You still live with your parents. You don't know how to boil an egg, do the washing, pay bills, wash floors or take complete responsibility for yourself. In fact, if left to your own devices, you might just do a complete meltdown. A smelly one. You need to stay on your own for at least a year to find out how all these things work. That is, unless you make a real effort in your parents' home - and that means more than laying the table every Friday night. This goes for men and women. And yes, life is expensive out there, which is why your parents' home suits you. Or maybe living with your parents is part of the culture from which you come. But if you can, give real life a bash on your own before marrying.
You still want to go overseas. Once you have a bond to pay, a kid or two, and three dogs, it is not so easy to up and leave, pack all your troubles in your old kitbag and backpack through Europe. No kidding. Do your travelling before you tie the knot and get bogged down with lots of responsibilities. Backpacking through Tuscany and Turkey, or picking grapes in the south of France, just isn't going to happen if you have a toddler in tow. Or a spouse with a serious and uninterruptible career. Book that ticket now – the wedding can wait.
You can't drive.

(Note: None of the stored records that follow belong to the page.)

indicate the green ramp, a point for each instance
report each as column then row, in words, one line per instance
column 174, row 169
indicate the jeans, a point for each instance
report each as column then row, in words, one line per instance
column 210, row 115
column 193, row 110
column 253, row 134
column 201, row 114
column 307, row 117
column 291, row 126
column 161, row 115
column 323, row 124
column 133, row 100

Not everyone can drive, or has access to a car, but being able to get around by yourself really is a sign of independence. Get a licence, even if you don't have a car. There's nothing worse than being a sitting duck, stuck at home, and not even being able to visit a friend, get to work, or going to a movie without getting a lift. Many jobs also require that you have a driver's licence. Just do it. Before you walk up the aisle.

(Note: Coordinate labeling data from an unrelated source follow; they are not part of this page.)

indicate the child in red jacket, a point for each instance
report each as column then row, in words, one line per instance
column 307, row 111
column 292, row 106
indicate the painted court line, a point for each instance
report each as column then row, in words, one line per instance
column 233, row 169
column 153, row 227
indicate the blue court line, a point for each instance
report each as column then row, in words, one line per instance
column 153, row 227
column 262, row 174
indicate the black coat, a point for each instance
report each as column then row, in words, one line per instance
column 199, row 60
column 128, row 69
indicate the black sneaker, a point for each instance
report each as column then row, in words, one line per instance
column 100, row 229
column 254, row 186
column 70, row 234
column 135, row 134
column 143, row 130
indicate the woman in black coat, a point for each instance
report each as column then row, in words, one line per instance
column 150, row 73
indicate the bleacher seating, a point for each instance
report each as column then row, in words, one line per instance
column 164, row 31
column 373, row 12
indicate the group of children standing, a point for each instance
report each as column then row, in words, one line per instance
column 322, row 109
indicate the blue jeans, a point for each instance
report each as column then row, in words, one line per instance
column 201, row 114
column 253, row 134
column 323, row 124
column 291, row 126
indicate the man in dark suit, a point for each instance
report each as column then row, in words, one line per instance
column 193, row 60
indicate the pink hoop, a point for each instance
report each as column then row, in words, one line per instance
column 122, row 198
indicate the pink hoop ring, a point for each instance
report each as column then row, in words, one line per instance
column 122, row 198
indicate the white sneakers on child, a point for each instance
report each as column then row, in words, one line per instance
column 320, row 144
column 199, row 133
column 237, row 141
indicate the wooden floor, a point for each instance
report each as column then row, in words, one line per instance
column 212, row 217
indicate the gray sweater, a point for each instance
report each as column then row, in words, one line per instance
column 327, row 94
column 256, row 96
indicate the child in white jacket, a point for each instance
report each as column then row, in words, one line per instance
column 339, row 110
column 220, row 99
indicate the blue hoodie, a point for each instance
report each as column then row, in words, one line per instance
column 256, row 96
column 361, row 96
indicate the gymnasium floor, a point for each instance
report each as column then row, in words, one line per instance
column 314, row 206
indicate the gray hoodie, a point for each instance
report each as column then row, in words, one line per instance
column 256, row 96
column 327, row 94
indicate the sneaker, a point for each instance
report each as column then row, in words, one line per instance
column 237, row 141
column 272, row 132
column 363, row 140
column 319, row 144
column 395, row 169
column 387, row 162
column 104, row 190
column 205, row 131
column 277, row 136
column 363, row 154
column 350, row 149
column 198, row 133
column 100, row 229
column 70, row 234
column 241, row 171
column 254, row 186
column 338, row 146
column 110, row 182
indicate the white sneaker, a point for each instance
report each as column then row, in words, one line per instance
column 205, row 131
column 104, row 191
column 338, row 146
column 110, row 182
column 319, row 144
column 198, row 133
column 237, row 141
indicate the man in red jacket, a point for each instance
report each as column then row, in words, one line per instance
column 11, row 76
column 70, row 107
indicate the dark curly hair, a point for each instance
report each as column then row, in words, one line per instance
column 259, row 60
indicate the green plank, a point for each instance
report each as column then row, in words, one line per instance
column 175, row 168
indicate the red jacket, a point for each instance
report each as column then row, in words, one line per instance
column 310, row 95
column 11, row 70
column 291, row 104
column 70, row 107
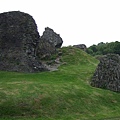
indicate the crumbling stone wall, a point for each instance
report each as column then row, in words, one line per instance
column 107, row 74
column 19, row 39
column 52, row 37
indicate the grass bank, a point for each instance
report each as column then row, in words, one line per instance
column 60, row 95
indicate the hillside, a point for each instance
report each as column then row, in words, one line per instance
column 64, row 94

You haven't made final career choices. You're still not sure what you want to be when you grow up. Except married. No, not really good enough. You're taking on joint responsibility for supporting a family and you need to be able to earn a living of some sorts. Whether you want to be a freelance carpenter or a fulltime bookkeeper or a singer in a rock band, make sure your career is in place before you set the wedding bells ringing. If you love your partner enough, you wouldn't want them to live with the endless insecurity of your job-hopping or unemployment.
This is your first relationship. This is a big one. There are people who can make a success of a marriage based on this, but they are probably few and far between. Most people would like to explore relationship possibilities with several people before they settle down. It's sometimes difficult to know who you are and what you want from relationships, if you've only ever been involved in the one. The grim reality is that many people then go on to explore other possibilities after they've tied the knot.
You own no furniture of your own. If you have no bed, table, desk or electrical appliances of your own, except a cellphone, there might be a few other things you need to pay off, before you get to the costs for the reception. In short, you need to earn some money and spend it on some nice-to-haves for yourself. You haven't really lived until you've eaten toast for a week, because you spent all your money on a new hi-fi. You can't do that if you have to buy nappies for your baby.
Your friends are all still unmarried. Getting married changes a lot of things. People tend to socialise with others who find themselves in a similar situation to their own. If all your friends are still single, and out there partying, with everything on their minds except settling down, maybe you should also reconsider. Or at least wait a year or two. And no, most people do not give definition to the institution of marriage - it often gives definition to them. We can't always get away from society's expectations.
You would like to study further. Some people manage to study later in life, but it's no mean feat to accomplish this when you're working fulltime, or dealing with nappies and a household. It also puts a marriage under great risk when one person works fulltime to support the studying spouse for years and years. It's tough when there is never any extra cash for treats, etc.
You've never had to cope with a crisis. There have always been others around to pick up the fallout of problems in your life. It's never been just you between a rock and a hard place. Marriage is no easy ride and you're going to need all the coping skills you can muster. If you don't have any, maybe you should live a little on your own before going down the aisle.